Two months back, reports indicated that Warner Bros. Discovery (NASDAQ: WBD) was looking to offload its music library, including the soundtracks behind several superhero films. Now, a different report yet is suggesting that the company may abandon the sale plans after receiving lower-than-expected offers.
This twist in the rumored Warner Bros. Discovery catalog-sale push just recently came to light in a piece from the Financial Times, which relayed in January that higher-ups were seeking a cool $1 billion+ for the music IP. According to the outlet’s newest article on the subject, however, the HBO and DC Entertainment owner “initially hoped to receive as much as” a staggering $2 billion for the catalog.
Astonishingly, given the massive price tag, FT has specified that the selling company would insist that the buyer adhere to “stipulations over access to and use of certain soundtracks.” In any event, bids for the song rights at hand are said to have come in at approximately $1.2 billion to $1.3 billion, well beneath the $2 billion payday that Warner Bros. Discovery had been targeting.
Against this backdrop, the business is reportedly considering selling only a portion of the works or nixing the transaction altogether. At the time of this writing, Warner Bros. Discovery – which is poised to post its Q1 2023 financials towards April’s end – didn’t seem to have commented publicly on the matter.

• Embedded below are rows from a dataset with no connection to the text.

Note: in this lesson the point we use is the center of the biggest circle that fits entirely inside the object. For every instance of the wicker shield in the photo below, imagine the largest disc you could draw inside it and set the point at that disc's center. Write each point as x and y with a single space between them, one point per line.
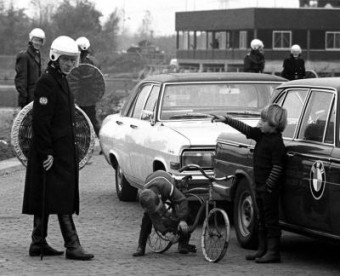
21 135
87 84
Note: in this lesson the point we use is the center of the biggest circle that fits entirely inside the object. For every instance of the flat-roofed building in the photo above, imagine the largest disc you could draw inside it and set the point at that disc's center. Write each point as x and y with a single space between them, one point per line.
218 40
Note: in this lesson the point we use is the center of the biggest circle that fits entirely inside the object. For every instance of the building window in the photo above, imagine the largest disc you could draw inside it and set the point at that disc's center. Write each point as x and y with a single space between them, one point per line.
282 40
183 41
191 40
332 40
243 39
201 40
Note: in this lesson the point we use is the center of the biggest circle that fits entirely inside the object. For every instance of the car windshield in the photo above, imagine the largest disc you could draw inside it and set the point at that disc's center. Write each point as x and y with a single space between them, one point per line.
198 100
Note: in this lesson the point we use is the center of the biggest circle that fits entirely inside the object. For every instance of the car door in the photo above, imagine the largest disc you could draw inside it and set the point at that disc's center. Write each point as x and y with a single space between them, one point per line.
141 129
304 198
333 178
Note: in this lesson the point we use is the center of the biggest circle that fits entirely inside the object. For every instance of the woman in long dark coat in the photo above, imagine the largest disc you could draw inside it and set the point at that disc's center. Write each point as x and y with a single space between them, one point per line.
53 159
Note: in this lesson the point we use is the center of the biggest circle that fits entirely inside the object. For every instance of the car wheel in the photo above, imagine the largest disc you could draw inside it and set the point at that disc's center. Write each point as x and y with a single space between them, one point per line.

It also bears mentioning that the purportedly well-informed anonymous sources cited in reports of music industry sales have proven less than accurate on multiple occasions as of late. Though high-profile transactions are continuing to wrap, a deal for Pink Floyd’s catalog (which was for a time said to be near closing) appears to be dead in the water, and neither Spotify nor Amazon has formally announced plans to buy Audioboom (LON: BOOM).
More broadly, Warner Bros. Discovery’s catalog-sale obstacles may potentially be an early indicator of a song-rights valuation falloff, which some say is brewing amid broader asset devaluations, rising rates, and widespread economic woes.
Of course, it’s hardly a secret that 2020, 2021, and 2022 delivered all manner of ultra-expensive catalog plays. Although a substantial number of deals have come to fruition to this point in 2023, logic suggests that the red-hot space will ultimately join the global economy in cooling.
Until then, with a multitude of companies having each disclosed plans to inject millions (not billions) more into IP, it stands to reason that gargantuan purchase agreements – like those involving the Warner Bros. Discovery catalog and Michael Jackson’s body of work, which his estate is reportedly valuing at around $2 billion – could be the first to dry up.
According to its 2022 earnings report, BMG spent north of $400 million on catalogs across the 12-month stretch, whereas Kobalt communicated that it had dropped over $300 million on music IP as well as advances during its fiscal year. Last month, Cutting Edge, AMR Songs, Larrosa, Shamrock, Mojo Music, and others unveiled song-rights investments and/or related funding.